Last week I read An Enemy of the People (Ibsen, 1882). I must say, I'm taking a liking to Ibsen. (I read A Doll's House last year, and loved it, though it went right by me in high school.)


This one concerns a politically naive, but conscientious doctor who discovers that the Baths he was instrumental in having brought to his small town are actually so polluted as to endanger human life. The town, it seems, has invested significant resources into building the baths, but is poised, at the moment of his discovery, to reap significant economic benefits from them. I think you can guess the rest. I'll just say that it involves an orchestrated villification of the good doctor.

The players are Dr. Stockmann, innocent but honest; his brother the mayor, the quintessential politician; Hovstad, the editor of a supposedly progressive periodical, in reality more interested in the economic stability of his paper, whether it be from muckraking or preserving the status quo; Aslaksen, the printer, representing small business interests; and Morton Kiil, the wealthy father-in-law of Stockmann, whose property is responsible for the pollution. Room for conflict? I think so. Sound like the kind of interests at play today? You bet. Though it was written in 1882, it felt like you could replace "poisoned water" with any one of half a dozen modern issues (health care crisis, financial crisis, for starters), and it would be perfectly relevant today.

I was completely with Dr. Stockmann until the middle of the 4th act. At that point, he veered off into what seemed like an elitist blast against the common man. Basically, he is very pissed off with the masses who had elected such a bonehead as his brother and allowed themselves to be swayed by such rabble rousers as Hovstad. He concludes

"The majority never has right on its side. Never, I say! That is one of these social lies against which an independent, intelligent men must wage war. Who is it that constitute the majority of the population in a country? Is it the clever folk, or the stupid? I don't imagine you will dispute the fact that at present the stupid people are in an absolutely overwhelming majority all the world over.
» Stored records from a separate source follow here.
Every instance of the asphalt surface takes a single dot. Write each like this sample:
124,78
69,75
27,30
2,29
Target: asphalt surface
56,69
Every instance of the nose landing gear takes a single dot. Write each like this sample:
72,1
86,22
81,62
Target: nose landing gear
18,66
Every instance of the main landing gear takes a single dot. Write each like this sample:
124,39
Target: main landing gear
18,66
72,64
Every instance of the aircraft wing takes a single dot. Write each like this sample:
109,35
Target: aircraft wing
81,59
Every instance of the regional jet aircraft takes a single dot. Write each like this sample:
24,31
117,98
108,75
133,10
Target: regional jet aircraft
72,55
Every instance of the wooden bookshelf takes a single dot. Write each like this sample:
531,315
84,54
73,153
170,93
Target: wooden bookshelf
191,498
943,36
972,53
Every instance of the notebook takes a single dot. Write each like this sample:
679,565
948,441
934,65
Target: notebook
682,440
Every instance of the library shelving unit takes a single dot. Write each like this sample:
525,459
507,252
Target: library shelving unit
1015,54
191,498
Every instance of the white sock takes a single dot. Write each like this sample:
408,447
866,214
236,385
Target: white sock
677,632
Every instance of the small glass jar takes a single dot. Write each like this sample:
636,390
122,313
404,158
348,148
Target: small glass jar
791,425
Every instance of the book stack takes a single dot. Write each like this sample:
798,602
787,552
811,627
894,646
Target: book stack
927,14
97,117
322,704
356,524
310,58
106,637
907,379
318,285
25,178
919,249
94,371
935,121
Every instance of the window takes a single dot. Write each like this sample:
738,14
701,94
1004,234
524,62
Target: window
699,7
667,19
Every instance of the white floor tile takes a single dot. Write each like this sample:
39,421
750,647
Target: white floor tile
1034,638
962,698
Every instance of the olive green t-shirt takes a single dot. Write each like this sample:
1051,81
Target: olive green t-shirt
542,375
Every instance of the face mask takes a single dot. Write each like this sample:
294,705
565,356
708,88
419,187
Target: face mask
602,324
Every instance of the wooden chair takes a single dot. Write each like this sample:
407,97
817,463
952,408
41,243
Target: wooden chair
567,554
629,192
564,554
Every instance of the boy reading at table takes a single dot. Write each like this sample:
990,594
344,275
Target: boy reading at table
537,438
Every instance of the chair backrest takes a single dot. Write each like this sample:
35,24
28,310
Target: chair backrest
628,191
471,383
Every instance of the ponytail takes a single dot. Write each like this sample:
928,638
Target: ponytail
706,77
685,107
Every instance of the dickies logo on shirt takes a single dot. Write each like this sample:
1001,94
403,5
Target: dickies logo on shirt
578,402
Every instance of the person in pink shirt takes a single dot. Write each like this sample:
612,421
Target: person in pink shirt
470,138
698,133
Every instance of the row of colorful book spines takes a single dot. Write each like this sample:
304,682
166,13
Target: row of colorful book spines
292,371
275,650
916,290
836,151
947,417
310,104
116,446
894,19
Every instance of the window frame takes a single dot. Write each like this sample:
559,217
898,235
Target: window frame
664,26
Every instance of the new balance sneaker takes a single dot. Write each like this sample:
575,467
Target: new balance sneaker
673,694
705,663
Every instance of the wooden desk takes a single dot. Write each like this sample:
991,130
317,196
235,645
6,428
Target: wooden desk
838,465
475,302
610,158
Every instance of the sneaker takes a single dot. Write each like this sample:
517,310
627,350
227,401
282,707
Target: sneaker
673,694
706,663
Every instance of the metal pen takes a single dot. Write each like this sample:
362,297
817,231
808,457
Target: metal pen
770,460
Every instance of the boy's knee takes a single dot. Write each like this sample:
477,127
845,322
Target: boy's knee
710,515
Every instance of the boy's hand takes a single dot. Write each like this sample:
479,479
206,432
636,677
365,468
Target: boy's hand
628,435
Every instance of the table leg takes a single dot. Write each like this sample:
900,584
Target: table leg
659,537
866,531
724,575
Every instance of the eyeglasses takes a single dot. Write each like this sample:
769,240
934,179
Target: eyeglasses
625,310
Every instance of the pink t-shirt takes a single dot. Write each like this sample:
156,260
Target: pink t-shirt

But, good Lord!--you can never pretend that it is right that the stupid folk should govern the clever ones I (Uproar and cries.) Oh, yes--you can shout me down, I know! But you cannot answer me. The majority has might on its side--unfortunately; but right it has not. I am in the right--I and a few other scattered individuals. The minority is always in the right."

This seems to me the wrong conclusion, and blaming the victim. But I suppose I can't totally blame him, either. Look at our tea parties. And I was slightly relieved, by the end, where he decides to set up a school for poor children. He says,
"I am going to experiment with curs, just for once; there may be some exceptional heads among them."
I've read that Ibsen was very bitter at the time he wrote this one, at the reception of an earlier work which may have contributed to the cynical feel.

The play is very powerful in its conciseness. The personalities and interests of the characters are made clear within just a few lines. It is extremely painful to watch Stockmann's wonderful ideals stripped from him by the cynical self-interests who have no qualms at twisting or ignoring truth.